Cette correspondance électronique, dont on trouvera une copie intégrale sous l’onglet Prolonger associé à cet article, présente à grands traits l’opération financière qui sera soumise jeudi à l’assemblée générale extraordinaire de la SRM. L’opération, lit-on, vise à « transformer en capital, via le recours à une ligne bancaire, les apports en comptes courants effectués par le trio BNP ». BNP pour : Bergé, Niel, Pigasse. Et la lettre ajoute : « Cette décision résulte du refus des trois actionnaires d'aller au-delà des 110 millions d'euros d'apport auquel ils s'étaient engagés, soulignant qu'ils en sont déjà au-delà, à 116 millions à ce jour. Or, l'entreprise a besoin de nouveaux fonds pour répondre aux besoins de trésorerie et notamment pour payer les fournisseurs. Comme indiqué, la situation financière du groupe s'est améliorée, notamment grâce aux efforts de gestion et, surtout, à la contribution de Télérama, mais c'est encore insuffisant pour faire face à la totalité des charges d'exploitation. Il s'agit donc de recourir au crédit bancaire en bénéficiant du fait que le groupe a un niveau d'endettement bancaire illimité. »

Pour comprendre ces formules sibyllines, il faut se souvenir que les trois richissimes hommes d’affaires ont pris le contrôle de 60 % du capital du groupe Le Monde en novembre 2010, en y investissant 110 millions d’euros sous la forme d’apports en comptes courants. Il s’agissait d’apporter au plus vite de l’argent frais et de la trésorerie à un groupe de presse qui était au bord de l’asphyxie financière. Mais progressivement, les trois actionnaires ont cessé de vouloir assurer les fins de mois du Monde. Visiblement, ils ont donc longtemps fait la jointure en usant d’expédients, et notamment en siphonnant la trésorerie de leur très prospère filiale, Télérama. Mais même cela, les trois milliardaires ne veulent visiblement plus y consentir, pas plus que les banques du Monde qui, en contrepartie de l’ouverture d’une ligne de crédit, ont demandé la transformation de ces apports en comptes courants en capital. Le courrier n’apporte pas une précision complémentaire, mais elle a son importance : d’après nos informations, les banquiers ont obtenu que leur ligne de crédit soit gagée sur Télérama qui, décidément, aura été la vache à lait du groupe Le Monde pendant de très longues années.

Ces informations viennent donc relativiser fortement les messages optimistes que les trois actionnaires du Monde s’appliquent à faire passer sur l’état de santé financière du groupe dont ils ont pris le contrôle.
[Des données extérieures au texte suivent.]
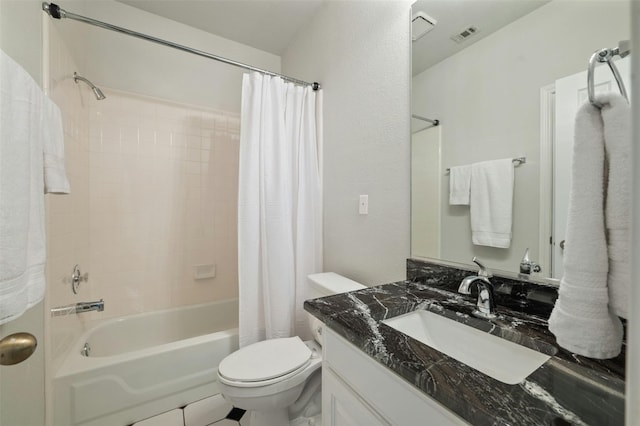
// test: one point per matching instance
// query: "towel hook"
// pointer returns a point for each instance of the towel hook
(606, 55)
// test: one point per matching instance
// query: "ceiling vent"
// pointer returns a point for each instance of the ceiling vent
(421, 23)
(464, 34)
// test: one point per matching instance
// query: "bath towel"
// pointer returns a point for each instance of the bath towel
(24, 113)
(581, 319)
(616, 118)
(459, 185)
(492, 202)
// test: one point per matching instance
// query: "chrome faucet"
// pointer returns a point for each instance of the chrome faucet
(485, 304)
(90, 306)
(78, 308)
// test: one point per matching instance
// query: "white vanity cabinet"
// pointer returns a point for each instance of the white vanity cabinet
(356, 390)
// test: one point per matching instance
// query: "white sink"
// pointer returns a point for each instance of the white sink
(501, 359)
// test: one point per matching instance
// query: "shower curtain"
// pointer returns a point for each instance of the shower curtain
(279, 206)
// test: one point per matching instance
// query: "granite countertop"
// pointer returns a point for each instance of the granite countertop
(567, 389)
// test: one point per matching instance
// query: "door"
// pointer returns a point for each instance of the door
(571, 92)
(22, 385)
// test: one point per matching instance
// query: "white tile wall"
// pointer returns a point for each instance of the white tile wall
(153, 193)
(163, 195)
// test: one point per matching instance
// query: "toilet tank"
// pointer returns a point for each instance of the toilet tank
(328, 283)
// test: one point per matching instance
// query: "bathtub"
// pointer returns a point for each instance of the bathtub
(145, 364)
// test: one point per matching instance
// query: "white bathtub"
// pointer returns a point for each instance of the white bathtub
(144, 364)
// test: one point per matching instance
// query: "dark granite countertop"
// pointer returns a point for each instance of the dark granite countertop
(567, 389)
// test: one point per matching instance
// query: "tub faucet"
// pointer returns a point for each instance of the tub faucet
(485, 304)
(78, 308)
(90, 306)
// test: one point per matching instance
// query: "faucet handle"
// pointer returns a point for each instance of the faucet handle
(482, 272)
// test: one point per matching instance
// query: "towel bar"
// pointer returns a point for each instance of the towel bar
(516, 162)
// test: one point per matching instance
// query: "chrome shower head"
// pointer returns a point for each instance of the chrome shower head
(97, 92)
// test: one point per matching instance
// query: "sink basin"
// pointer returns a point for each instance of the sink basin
(501, 359)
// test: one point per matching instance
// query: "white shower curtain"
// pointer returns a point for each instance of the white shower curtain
(279, 206)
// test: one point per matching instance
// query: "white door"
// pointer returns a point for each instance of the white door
(425, 193)
(22, 385)
(571, 92)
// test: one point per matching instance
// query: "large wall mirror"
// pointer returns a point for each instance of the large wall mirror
(508, 86)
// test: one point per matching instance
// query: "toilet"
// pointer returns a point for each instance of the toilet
(275, 377)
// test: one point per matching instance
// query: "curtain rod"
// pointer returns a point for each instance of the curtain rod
(57, 12)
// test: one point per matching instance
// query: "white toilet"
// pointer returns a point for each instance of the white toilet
(273, 377)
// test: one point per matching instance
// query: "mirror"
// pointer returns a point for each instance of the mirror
(493, 94)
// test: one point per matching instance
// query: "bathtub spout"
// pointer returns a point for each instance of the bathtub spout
(90, 306)
(78, 308)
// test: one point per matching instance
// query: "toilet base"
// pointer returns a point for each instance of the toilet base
(277, 417)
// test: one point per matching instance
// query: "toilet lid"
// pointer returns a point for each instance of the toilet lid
(265, 360)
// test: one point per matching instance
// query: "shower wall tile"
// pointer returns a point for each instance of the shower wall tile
(153, 193)
(160, 203)
(67, 216)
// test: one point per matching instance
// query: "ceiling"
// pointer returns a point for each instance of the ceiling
(455, 15)
(270, 25)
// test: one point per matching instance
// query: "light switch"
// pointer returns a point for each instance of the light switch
(364, 204)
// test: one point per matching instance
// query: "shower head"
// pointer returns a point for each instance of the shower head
(97, 92)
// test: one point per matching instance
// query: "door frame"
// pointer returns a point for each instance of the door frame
(547, 138)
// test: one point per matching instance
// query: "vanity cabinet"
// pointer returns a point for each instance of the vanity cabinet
(356, 390)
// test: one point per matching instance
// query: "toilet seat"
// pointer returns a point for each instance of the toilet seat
(264, 363)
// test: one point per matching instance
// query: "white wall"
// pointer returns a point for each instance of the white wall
(22, 385)
(21, 34)
(633, 324)
(126, 63)
(360, 53)
(487, 98)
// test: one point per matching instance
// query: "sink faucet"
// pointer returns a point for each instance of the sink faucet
(486, 304)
Ils cherchent à faire croire que leur plan de redressement porte ses fruits. Pas plus tard que le 18 décembre dernier, sur le site spécialisé Mindnews, le directeur général du groupe Louis Dreyfus se vantait ainsi des bons résultats engrangés. « L'ensemble du groupe (Le Monde, Télérama, L'Obs, Rue89, Huffington Post, Courrier international et La Vie) devrait enregistrer 324 millions d'euros de chiffre d'affaires, contre 334 millions en 2015, et le résultat d'exploitation devrait être de 4 millions d'euros cette année, contre 3,8 millions d'euros en 2015 », fanfaronnait-il. Avant d’ajouter : « C'est un chiffre en avance sur nos prévisions et assorti d'un maintien de notre effort d'investissement et d'innovation. Le retour du groupe à une exploitation bénéficiaire se confirme donc. »

Mais la réalité de la situation transparaît au travers de cette nouvelle opération de restructuration financière. Et Le Monde dispose en vérité d’une trésorerie toujours ultra tendue, comme on dit dans le jargon financier. Si tendue que de nombreux fournisseurs se plaignent de ne pas être payés ou de connaître, à cause du Monde – nous en avons recueilli des témoignages très précis – des difficultés financières gravissimes.
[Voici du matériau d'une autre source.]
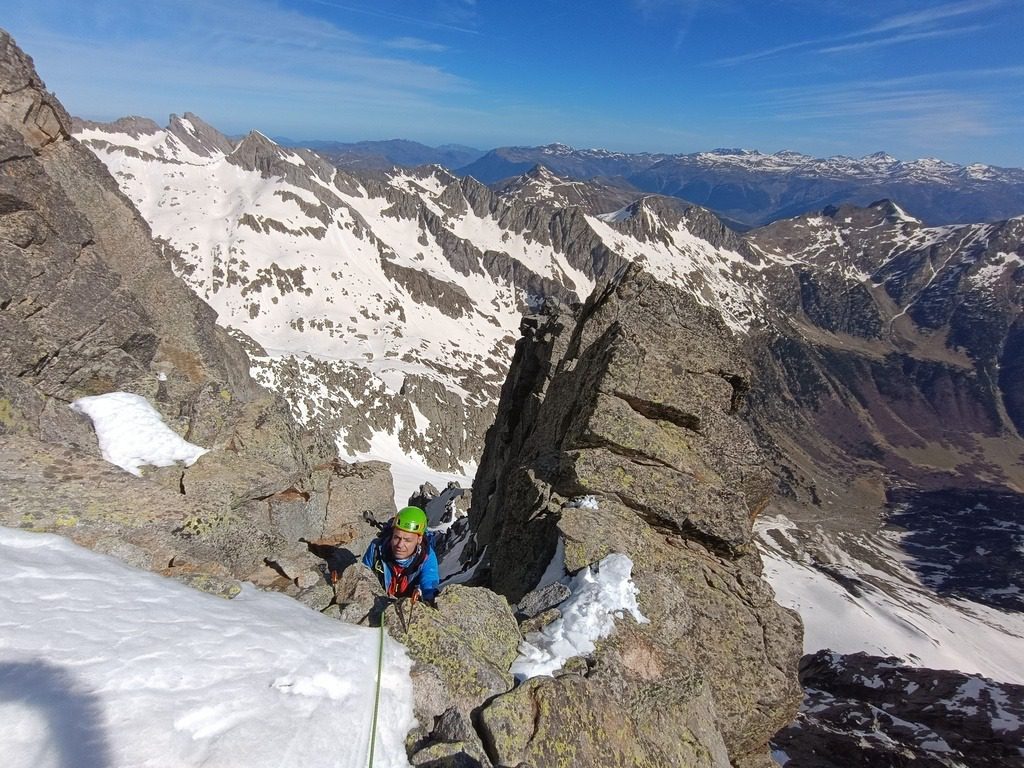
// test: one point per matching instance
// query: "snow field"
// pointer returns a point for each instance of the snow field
(906, 620)
(103, 666)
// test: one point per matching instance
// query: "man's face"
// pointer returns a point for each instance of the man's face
(403, 543)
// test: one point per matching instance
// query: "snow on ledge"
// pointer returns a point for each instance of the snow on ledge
(599, 596)
(131, 432)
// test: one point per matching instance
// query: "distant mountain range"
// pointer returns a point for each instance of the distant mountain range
(743, 187)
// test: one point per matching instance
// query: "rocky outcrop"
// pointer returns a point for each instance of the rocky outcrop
(88, 305)
(637, 400)
(873, 712)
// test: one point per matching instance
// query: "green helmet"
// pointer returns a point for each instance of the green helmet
(412, 519)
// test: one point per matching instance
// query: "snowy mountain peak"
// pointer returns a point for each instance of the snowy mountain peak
(199, 136)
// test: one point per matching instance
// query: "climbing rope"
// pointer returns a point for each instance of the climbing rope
(377, 694)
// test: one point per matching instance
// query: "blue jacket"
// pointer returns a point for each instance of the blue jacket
(402, 578)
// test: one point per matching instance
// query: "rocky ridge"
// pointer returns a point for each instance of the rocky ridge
(635, 399)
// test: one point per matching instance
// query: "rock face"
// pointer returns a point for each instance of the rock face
(636, 400)
(890, 356)
(869, 711)
(88, 305)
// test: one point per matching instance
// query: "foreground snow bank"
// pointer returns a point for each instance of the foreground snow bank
(103, 666)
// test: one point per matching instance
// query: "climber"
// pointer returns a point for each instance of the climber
(402, 557)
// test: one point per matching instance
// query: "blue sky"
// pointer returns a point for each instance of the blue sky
(914, 78)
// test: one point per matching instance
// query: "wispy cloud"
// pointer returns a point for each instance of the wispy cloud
(933, 15)
(454, 15)
(416, 44)
(900, 39)
(934, 111)
(896, 30)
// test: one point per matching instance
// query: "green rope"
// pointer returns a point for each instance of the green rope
(377, 695)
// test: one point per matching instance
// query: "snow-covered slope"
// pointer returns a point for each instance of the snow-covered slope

Du même coup, la restructuration envisagée du capital va faire perdre à la rédaction encore un peu plus de son influence. C’est ce qui est aussi indiqué dans ce courrier : « L'une des conséquences de cette opération, nous concernant, est, comme indiqué, la dilution de la part détenue par le Pôle indépendance (auquel a contribué Pierre Bergé) et la perte de la minorité de blocage », peut-on lire.
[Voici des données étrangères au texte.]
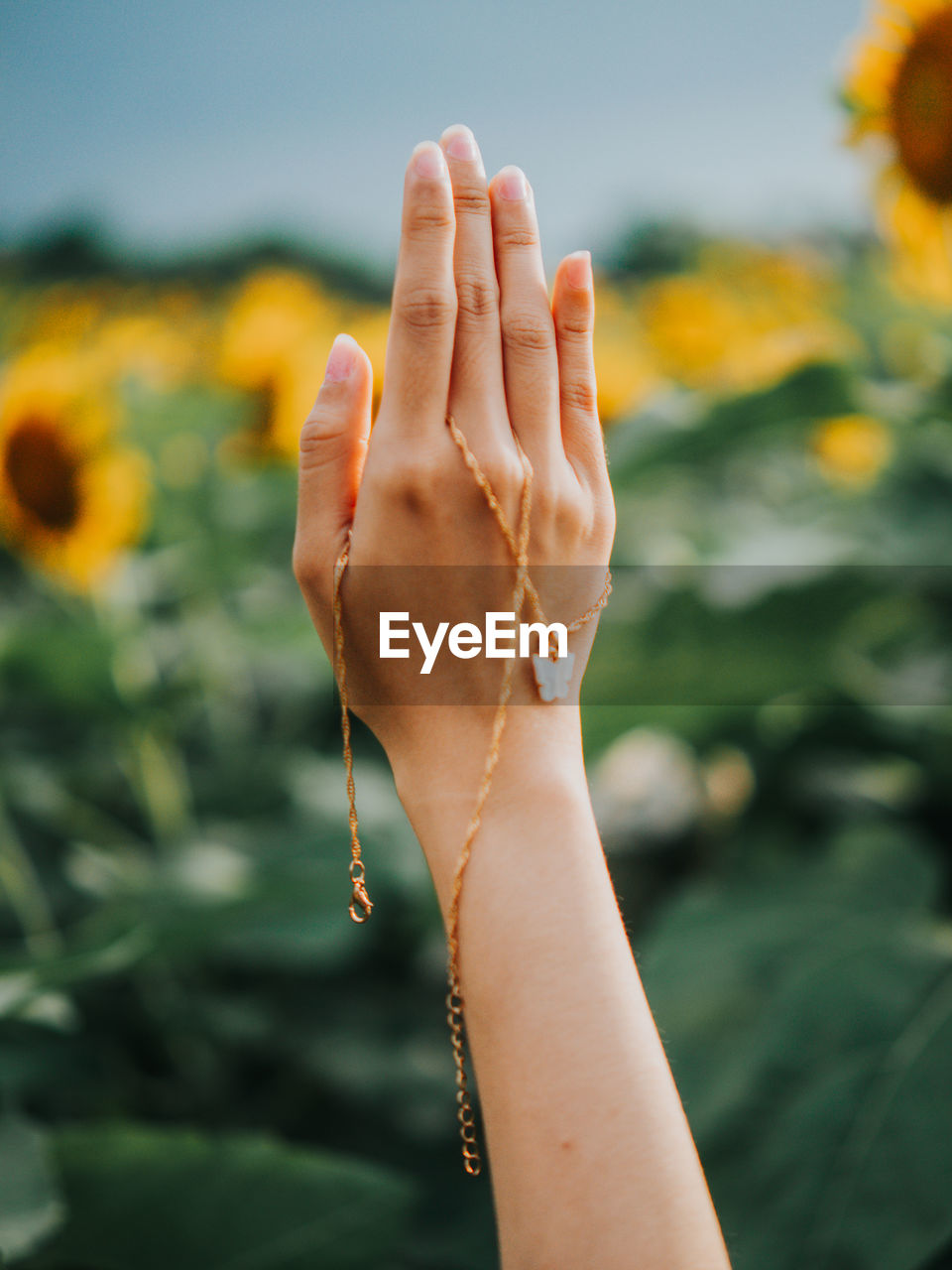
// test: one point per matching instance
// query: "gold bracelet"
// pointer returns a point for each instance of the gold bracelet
(361, 905)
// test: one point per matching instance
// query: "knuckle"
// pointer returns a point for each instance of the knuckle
(512, 236)
(471, 200)
(581, 395)
(575, 322)
(414, 480)
(426, 309)
(477, 295)
(428, 218)
(504, 471)
(527, 331)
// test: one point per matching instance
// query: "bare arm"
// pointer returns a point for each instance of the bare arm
(592, 1160)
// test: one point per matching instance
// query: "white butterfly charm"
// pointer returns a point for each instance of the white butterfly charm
(552, 677)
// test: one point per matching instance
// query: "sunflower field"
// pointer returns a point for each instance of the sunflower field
(203, 1062)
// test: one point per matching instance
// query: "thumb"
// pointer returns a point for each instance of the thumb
(330, 460)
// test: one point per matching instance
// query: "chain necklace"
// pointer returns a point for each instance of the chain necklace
(549, 686)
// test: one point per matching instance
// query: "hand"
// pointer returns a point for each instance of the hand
(471, 333)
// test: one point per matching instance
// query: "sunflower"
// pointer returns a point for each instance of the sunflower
(70, 498)
(624, 370)
(898, 90)
(273, 347)
(743, 318)
(852, 448)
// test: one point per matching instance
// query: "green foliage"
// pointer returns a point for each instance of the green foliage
(202, 1061)
(145, 1198)
(807, 1016)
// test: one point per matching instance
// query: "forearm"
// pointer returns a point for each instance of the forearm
(592, 1159)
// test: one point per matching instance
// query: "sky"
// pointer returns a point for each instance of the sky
(190, 122)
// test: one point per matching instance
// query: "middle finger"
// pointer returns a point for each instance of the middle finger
(476, 385)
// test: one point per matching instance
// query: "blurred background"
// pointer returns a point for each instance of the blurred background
(203, 1062)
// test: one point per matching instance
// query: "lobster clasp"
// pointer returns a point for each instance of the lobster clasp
(361, 903)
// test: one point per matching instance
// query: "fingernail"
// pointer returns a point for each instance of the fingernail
(428, 160)
(512, 183)
(462, 144)
(341, 359)
(579, 270)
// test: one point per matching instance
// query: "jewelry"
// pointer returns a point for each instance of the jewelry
(552, 679)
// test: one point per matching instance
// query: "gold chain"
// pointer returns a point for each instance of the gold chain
(361, 902)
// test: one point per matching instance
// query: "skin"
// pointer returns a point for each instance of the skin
(590, 1156)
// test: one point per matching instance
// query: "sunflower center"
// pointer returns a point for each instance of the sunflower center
(44, 474)
(921, 108)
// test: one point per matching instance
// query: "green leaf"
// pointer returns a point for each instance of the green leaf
(31, 1207)
(807, 1019)
(148, 1199)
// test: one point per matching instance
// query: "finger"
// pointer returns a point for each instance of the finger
(574, 313)
(530, 359)
(331, 452)
(477, 353)
(422, 316)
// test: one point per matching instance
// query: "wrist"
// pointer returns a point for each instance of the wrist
(438, 778)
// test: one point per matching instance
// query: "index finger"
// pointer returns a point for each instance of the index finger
(422, 318)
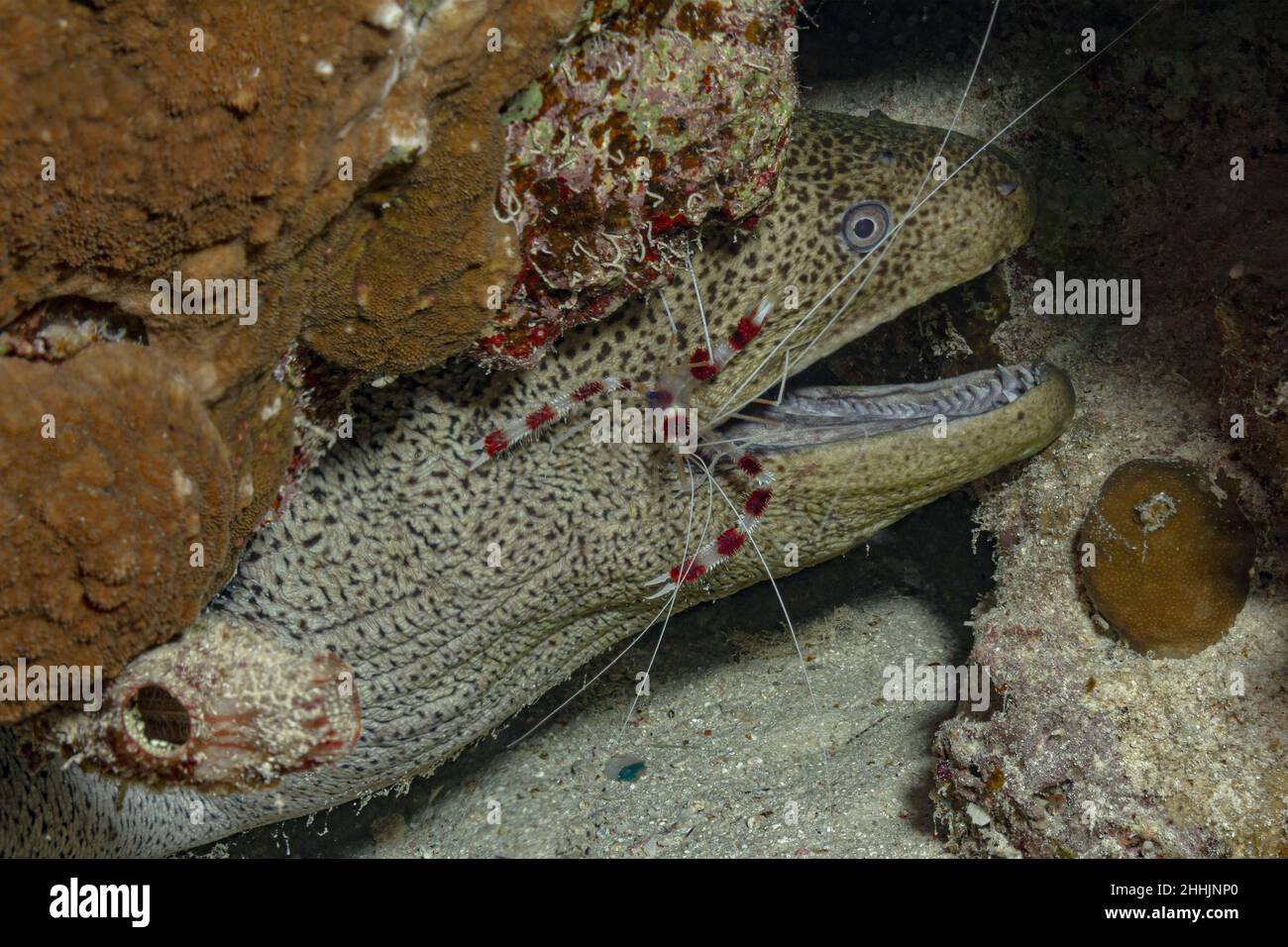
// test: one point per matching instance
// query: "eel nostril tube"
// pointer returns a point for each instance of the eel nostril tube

Le « pôle indépendance » qui est ici mentionné avait été une construction juridique imaginée en 2010, quand les trois milliardaires avaient racheté le groupe, pour essayer de sauver les apparences et de sauvegarder au moins une minorité de blocage aux salariés. Comme une présentation sur le site du Monde l’avait à l’époque expliqué (on peut la retrouver ici), cette structure était une coalition de plusieurs sociétés de journalistes du groupe : « Ce pôle sera structuré de façon, d'une part, à pouvoir exercer la minorité de blocage octroyée par les investisseurs, d'autre part à exercer les droits spécifiques qui lui sont conférés. Les membres fondateurs du pôle d'indépendance seront : la Société des rédacteurs du Monde, la Société des personnels du Monde, le Fonds commun de placement des personnels du Monde, la Société des cadres du Monde, la Société des employés du Monde, la Société des personnels du Groupe des publications de La Vie catholique, la Société des lecteurs du Monde, la Société des personnels de Courrier International et la Société des personnels du Monde interactif. L'Association Hubert-Beuve-Méry apportera ses parts à cet ensemble. »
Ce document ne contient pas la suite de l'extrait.